Michael macallan at netbsd.org
Fri Sep 25 12:28:48 PDT 2009


Hello,

On Fri, Sep 25, 2009 at 6:07 AM, Jonathan Morton <jonathan.morton at movial.com
> wrote:

> On Thu, 2009-09-24 at 21:21 -0400, Michael wrote:
> > So, yeah, EXA is unaffected. Unfortunately I can't do that on some of
> > my hardware since there's no mappable (useful) framebuffer. Which is
> > also one reason why I can't switch to EXA - not all hardware made for
> > X11 can work like EXA wants it to.
>
> EXA *can* cope with non-mappable framebuffers, provided you either
> accelerate every possible operation involving it, or (preferably) you
> provide a way to retrieve a copy of it to system or mappable memory.
>

Even then I still have the problem that EXA wants to access off-screen
memory in a linear way while many older once fairly high end graphics chips
work with a fixed, hardcoded pitch, usually something like 2048 pixels or
8192 bytes, and no such thing as offsets in bytes - everthing is one,
usually fairly large coordinate space.

Don't get me wrong, I'm not saying EXA is bad or XAA is better whatever - I
even wrote EXA acceleration for the Sun S24 ( the 'blitter' has no concept
of coordinates so EXA's way to access pixmaps in video RAM works just fine )
- I just happen to have a lot of hardware that can't work the EXA way
without major headaches while XAA fits just fine.
Is there an easy way to replace EXA's off-screen memory manager with
something that works like XAA's?
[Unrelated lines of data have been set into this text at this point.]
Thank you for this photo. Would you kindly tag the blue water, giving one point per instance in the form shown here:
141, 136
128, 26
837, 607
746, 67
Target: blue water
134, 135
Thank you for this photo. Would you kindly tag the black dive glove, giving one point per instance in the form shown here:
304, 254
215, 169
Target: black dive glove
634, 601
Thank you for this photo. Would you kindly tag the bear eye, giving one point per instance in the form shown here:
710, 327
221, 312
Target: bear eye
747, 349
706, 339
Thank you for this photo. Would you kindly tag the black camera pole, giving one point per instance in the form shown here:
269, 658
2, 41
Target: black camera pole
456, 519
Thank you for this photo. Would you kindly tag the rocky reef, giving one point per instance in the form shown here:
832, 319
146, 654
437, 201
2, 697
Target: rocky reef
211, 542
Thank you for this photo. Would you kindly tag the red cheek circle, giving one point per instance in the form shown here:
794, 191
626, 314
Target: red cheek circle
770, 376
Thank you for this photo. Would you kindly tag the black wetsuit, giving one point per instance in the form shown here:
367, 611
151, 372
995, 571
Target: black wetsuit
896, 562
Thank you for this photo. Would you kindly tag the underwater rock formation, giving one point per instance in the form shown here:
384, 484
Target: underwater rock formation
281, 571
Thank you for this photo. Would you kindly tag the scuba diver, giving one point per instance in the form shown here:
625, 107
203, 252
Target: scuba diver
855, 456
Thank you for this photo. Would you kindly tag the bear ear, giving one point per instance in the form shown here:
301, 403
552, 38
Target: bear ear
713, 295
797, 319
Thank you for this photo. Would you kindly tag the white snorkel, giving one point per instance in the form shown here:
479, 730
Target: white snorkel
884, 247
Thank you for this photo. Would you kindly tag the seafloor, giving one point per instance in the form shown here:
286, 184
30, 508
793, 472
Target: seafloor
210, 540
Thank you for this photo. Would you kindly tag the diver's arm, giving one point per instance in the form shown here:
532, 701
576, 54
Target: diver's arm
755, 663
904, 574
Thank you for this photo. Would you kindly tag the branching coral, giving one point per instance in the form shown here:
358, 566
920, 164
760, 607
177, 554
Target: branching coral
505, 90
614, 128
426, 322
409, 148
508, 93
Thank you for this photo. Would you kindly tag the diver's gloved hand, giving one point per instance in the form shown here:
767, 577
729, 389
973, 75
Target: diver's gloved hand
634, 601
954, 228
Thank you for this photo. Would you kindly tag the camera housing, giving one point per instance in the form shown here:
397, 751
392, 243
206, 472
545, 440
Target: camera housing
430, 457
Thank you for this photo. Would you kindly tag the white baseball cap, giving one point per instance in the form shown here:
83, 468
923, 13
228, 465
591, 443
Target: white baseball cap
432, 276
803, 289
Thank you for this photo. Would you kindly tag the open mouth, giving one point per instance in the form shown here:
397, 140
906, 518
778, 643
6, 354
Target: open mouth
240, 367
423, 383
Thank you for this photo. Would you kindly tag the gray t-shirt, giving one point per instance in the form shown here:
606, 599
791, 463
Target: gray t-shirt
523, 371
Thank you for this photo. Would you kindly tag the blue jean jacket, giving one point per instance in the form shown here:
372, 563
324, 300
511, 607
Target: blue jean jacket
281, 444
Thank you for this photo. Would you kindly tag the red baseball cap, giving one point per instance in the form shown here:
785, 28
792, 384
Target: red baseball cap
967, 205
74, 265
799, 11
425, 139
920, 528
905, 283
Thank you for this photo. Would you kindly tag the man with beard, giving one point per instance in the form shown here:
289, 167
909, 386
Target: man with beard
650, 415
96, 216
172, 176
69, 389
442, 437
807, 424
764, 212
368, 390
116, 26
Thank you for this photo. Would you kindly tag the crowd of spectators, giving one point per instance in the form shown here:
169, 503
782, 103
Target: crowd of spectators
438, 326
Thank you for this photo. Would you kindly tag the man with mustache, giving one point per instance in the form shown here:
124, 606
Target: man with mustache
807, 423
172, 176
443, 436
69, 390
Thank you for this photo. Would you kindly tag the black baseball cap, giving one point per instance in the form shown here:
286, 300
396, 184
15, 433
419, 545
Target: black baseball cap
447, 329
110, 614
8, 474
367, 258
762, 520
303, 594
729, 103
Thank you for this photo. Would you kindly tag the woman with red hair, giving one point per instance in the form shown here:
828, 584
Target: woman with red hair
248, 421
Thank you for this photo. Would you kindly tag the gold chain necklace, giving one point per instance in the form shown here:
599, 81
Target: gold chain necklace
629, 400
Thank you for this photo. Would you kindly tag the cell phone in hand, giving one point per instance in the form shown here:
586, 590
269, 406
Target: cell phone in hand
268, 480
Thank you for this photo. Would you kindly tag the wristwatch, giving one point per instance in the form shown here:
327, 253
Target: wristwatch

If that was the case I'd switch over to EXA
in a heartbeat.

Also, with CRIME I can map the framebuffer, but it's not linear. It's tiled
in 64kB blocks of 128 lines and depending on the colour depth, 512, 256 or
128 columns, the drawing engine sees it as three coordinate spaces of 16x16
tiles where not all tiles have to be filled in with actual memory. The pixel
format is also weird - it's RGBA with alpha in the lowest byte which freaks
out many X11 apps so my driver pretends it's ARGB and lets CRIME's DMA
engine do the conversion. With this hardware I'd actually prefer EXA if it
could be taught to deal with fixed pitch off-screen memory the XAA way, the
hardware can accelerate xrender ops from VRAM to VRAM just fine, having to
copy alpha maps and such in every time is a waste and probably quite a
performance killer since the CPU is not exactly fast by today's standards.
The only thing it can't read from VRAM are monochrome masks.